Promoters of the new Compass initiative paint a frightening picture. Will Switzerland fall under the bandwagon of European legislation because of Bilateral III? It’s not serious – if I dare say so. First of all, the dynamic resumption of law concerns exactly eight bilateral agreements and Switzerland retains its sovereignty in this area at all times. No other legal area is affected, for the simple reason that there are no bilateral agreements in this sense between Switzerland and the EU. In the areas in question, Switzerland wants to follow its own path – and will do so. There is therefore no reason or obligation to align with the EU in the tax area or to adopt sustainability regulations identically. Switzerland pursues its own economic promotion policy and that is a good thing. Another equally important aspect is that, for the eight agreements concerned, it is a dynamic – that is to say not automatic – resumption of developments in European law, with the aim of proper functioning of reciprocal market access for both trading partners. Direct democratic rights are preserved. The Federal Council, Parliament and the people retain their right to speak whenever the law is adopted in the relevant bilateral agreements with the EU.

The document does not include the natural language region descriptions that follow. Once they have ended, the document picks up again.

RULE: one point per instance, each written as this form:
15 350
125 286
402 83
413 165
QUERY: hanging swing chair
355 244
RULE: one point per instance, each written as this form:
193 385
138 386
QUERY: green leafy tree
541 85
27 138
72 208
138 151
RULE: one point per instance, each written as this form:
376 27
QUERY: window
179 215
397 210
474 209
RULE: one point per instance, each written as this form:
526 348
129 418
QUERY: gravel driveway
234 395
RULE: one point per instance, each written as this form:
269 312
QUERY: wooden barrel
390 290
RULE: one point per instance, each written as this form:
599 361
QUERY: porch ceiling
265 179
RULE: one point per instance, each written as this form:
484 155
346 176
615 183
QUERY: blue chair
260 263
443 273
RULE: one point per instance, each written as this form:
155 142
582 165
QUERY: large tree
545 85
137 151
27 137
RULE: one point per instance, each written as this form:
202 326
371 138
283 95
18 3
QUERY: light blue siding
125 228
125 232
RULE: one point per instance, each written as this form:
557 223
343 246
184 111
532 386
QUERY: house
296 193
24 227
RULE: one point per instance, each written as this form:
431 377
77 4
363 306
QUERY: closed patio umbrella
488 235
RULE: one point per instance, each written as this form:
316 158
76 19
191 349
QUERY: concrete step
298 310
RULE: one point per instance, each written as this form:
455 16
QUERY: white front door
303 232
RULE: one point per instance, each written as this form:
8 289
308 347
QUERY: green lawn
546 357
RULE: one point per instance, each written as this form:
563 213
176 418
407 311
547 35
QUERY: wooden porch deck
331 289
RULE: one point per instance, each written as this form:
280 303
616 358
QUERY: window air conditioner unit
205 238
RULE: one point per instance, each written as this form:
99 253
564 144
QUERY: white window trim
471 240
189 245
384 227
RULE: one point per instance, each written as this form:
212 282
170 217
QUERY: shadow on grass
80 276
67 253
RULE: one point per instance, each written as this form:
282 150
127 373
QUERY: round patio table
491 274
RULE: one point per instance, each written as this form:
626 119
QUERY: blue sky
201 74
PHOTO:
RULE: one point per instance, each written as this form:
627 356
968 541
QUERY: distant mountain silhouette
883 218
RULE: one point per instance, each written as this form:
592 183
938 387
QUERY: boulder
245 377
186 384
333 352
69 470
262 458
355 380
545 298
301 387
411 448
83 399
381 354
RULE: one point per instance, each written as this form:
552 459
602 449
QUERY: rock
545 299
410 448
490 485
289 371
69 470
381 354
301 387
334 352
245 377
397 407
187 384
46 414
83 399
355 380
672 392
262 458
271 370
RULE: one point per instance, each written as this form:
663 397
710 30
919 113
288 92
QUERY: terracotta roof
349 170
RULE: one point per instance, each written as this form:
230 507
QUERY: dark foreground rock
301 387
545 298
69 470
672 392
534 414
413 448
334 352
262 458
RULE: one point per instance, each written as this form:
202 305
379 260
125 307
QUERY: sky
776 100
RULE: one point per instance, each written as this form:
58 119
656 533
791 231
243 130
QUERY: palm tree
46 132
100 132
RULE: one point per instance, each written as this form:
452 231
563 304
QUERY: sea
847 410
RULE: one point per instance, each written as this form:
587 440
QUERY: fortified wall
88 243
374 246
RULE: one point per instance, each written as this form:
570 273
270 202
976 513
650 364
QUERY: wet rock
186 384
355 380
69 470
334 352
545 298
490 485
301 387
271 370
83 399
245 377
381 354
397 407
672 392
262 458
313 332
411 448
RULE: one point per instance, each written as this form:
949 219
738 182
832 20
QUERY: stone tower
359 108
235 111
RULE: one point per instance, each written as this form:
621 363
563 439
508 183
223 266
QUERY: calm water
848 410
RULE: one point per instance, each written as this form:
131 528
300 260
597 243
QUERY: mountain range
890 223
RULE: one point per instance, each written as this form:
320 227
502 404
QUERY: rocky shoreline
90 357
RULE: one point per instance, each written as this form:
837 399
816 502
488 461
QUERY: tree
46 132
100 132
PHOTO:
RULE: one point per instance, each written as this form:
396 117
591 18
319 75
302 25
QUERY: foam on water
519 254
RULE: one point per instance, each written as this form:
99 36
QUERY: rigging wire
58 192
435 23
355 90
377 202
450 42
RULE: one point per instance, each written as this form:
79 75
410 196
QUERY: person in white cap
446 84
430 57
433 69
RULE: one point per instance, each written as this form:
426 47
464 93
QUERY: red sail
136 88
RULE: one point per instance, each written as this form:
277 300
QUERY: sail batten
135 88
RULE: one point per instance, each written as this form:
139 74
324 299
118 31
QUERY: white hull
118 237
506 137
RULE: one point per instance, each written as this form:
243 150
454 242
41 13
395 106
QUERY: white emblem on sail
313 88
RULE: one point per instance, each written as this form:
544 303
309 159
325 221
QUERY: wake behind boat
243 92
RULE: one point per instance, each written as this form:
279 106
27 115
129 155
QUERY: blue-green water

The painted picture of horror is one thing. The heavy artillery brought out by the authors of the initiative is another. If we take them at their word, they want to “destroy” the Bilateral IIIs. The text of the initiative goes much further and remains vague on certain points. No indication, for example, as to whether the guarantee of the acquired situation also applies to the air transport agreement and to Schengen/Dublin. These agreements, which also provide for a dynamic resumption of European law, were in fact adopted by optional referendum. Does the initiative also want to target Bilaterals I? And that’s not all. The initiative wants a massive expansion of the mandatory referendum, to which other important international treaties would then also be subject. This is reminiscent of the popular initiative “International agreements: the people have their say!”, swept aside twelve years ago by more than 75% of voters.
Conclusion: the Compass initiative targets the bilateral path and deliberately compromises it – without plan B. This is not a sensible economic promotion policy that would have the interests of our country at heart. We will benefit from staying our course, because bilateral agreements offer a win-win situation for Switzerland: access to the market of our main trading partner and participation in important programs like Horizon Europe while remaining the architects of our economic promotion policy. . For a competitive Switzerland dedicated to direct democracy – Yes to Bilaterals.